Audrey nodded warily. “Yes. My name is Audrey. Audrey James.”

Recognition flooded the woman’s face. “Hello, Audrey. I am Gisela Müller, Friedrich’s sister. He said you would come. I prayed you would. And soon.”

The fog lifted. Gisela. The sister who had dragged Friedrich out of the forest when he was a child… But her being here—what did that mean?

Before she could ask, Gisela ushered her in.

Daniel shut the door behind Audrey, and they stared at one another. She recalled the distinct memory of feeling his body lifeless against hers. He was a miracle.

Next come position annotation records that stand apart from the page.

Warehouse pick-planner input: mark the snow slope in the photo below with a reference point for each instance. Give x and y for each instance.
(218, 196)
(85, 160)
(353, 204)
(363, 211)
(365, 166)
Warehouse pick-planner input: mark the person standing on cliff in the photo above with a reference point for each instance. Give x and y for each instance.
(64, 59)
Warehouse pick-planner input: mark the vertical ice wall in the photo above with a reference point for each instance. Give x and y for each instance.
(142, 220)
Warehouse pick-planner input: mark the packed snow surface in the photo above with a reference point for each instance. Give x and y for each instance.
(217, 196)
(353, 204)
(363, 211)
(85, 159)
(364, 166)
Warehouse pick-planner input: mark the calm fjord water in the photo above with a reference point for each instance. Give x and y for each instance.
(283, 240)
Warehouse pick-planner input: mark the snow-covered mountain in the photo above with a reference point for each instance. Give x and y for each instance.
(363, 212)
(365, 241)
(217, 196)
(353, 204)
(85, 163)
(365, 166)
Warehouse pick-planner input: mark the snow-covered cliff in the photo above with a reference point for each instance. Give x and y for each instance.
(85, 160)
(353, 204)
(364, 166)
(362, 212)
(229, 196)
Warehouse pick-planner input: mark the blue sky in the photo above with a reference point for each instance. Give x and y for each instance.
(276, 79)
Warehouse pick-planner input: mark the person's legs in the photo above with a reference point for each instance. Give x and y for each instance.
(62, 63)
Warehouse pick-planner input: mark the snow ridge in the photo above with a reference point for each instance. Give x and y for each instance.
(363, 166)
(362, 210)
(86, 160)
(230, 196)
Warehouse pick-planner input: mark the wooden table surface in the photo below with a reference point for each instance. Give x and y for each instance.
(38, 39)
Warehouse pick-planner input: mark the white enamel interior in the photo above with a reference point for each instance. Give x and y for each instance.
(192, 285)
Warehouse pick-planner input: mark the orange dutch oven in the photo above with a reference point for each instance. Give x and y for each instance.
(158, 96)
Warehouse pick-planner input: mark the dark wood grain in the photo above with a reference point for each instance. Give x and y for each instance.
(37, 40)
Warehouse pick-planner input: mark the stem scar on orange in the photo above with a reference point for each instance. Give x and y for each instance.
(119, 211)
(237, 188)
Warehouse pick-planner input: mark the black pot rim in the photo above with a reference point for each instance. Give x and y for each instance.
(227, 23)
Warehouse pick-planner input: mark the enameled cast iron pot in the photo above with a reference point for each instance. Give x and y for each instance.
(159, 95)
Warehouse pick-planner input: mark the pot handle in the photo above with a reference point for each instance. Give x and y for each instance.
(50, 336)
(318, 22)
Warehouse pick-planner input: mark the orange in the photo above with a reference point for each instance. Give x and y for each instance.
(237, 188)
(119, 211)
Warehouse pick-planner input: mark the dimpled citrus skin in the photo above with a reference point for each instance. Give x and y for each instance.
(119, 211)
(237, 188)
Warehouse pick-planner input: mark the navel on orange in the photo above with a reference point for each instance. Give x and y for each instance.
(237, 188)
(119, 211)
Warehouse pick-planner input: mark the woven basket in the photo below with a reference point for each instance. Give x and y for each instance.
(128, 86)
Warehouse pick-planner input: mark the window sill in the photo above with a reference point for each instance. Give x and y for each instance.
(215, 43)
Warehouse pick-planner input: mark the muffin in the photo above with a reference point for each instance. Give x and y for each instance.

“You’re so big now,” she said, then to Gisela, “I knew Daniel when he was just a baby. I used to live here.”

“I know,” Gisela said. “You’d better sit down. I’ll make some tea. I believe we have a great deal to discuss, Fräulein James.”

“I’d like to see Ilse first. Where is she?” Audrey asked, heading toward the stairs.

“She’s sleeping right now.”

“I’m sure she won’t mind me waking her, I—”

“I don’t think Ilse ought to be disturbed at the moment.”

“Where is Friedrich, then?” Audrey asked, struggling to keep the frustration from her voice.

But Gisela ignored her, turning to Daniel. “Go play quietly in your room please, Daniel. I must speak to this lady.”

Daniel obliged. When he was gone, Gisela led Audrey into the sitting room.

“What’s going on?” Audrey pressed, heat rising in her face. “Where is Friedrich?”

“He was arrested two weeks ago,” Gisela said. “After Germany surrendered, the Allies came for the officials. I assume he is in prison. I do not know where.”

Audrey lowered herself to the couch. She shouldn’t be surprised. Technically, Friedrich was SS. Of course he’d be arrested, but she’d hoped… She looked at Gisela. “I’m sorry. Did he tell you… Do you know what he was doing before the war? What he was really doing?”

Gisela nodded. Audrey saw the light from the window reflecting on the tears in her eyes, like a glimmer on glass. “I do. I am proud of him.”

“You are?”

“Yes. And he told me about you. You resisted with him. He said you went to prison for it, but you never gave him away.”